Home is Not a Country is a novel in free verse and written for young adult readers.  The story delights in countless ways. Written by the young Sudanese American writer and poet Safia Elhillo, the book tells the story of a teenaged Muslim, first-generation immigrant girl called Nima - - in Arabic her name is written and pronounced Niʿma, with the guttural consonant ʿayn in the middle.

Nima’s parents’ country of birth is not mentioned by name, but the cultural references - -  dances (such as the raqaba), songs (from Sudan and Egypt), and dress (women’s colorful chiffon tobes) all point to Sudan.

Nima feels inadequate, awkward, and unloved in her U.S.  environment and imagines a spirit double, called Yasmeen, the name her absent father had chosen for her before she was born. Nima imagines Yasmeen as the girl still living in their homeland, whose Arabic is perfect, is prettier, and more graceful - - in short, a better and more lovable version of Nima herself.

Nima’s only friend is her classmate and neighbor Haitham, the son of another woman, who had emigrated to the U.S. with her own mother. Nima’s thoughts and feelings, her close friendship with Haitham, and her experiences at school, where she is othered, harassed, and even assaulted, are the subject of the first part of the book.

The story becomes even more captivating when it adds a dimension of magical realism and takes an unexpected turn. In the company of spirit double Yasmeen, Nima finds herself time-traveling to her homeland and the past, where hidden, unpleasant truths about her own, as well as Haitham’s father become clear.

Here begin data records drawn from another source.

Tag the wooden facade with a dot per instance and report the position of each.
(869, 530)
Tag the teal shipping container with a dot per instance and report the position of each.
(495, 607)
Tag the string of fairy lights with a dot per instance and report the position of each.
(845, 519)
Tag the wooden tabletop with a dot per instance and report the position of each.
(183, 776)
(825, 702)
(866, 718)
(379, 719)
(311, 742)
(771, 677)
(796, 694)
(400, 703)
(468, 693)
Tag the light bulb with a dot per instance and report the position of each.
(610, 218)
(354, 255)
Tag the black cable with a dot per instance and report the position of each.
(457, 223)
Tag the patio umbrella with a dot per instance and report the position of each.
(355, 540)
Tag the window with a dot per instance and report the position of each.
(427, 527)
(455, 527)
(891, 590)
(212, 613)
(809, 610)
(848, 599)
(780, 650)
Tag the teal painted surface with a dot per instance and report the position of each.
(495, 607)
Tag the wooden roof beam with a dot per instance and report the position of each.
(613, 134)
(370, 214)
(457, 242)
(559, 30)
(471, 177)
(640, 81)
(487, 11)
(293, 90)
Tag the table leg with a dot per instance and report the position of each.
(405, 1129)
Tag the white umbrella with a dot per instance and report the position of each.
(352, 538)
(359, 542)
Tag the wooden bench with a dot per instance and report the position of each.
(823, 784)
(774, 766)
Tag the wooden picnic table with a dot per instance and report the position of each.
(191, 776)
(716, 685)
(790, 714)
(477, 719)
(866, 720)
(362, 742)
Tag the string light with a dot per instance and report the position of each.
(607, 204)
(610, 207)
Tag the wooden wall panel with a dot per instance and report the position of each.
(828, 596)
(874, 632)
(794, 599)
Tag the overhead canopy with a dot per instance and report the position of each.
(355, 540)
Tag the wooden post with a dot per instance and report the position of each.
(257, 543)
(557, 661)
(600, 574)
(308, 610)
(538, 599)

On her return, Nima looks at herself and her life in the U.S. with different eyes. Having crossed and re-crossed the thin line between the human and spirit worlds, she stops chasing the ghosts of her past and becomes more grounded in her own body and person, in the love of the friends and family, and in her new environment. Home, she finds, does not have to be the country your parents left behind.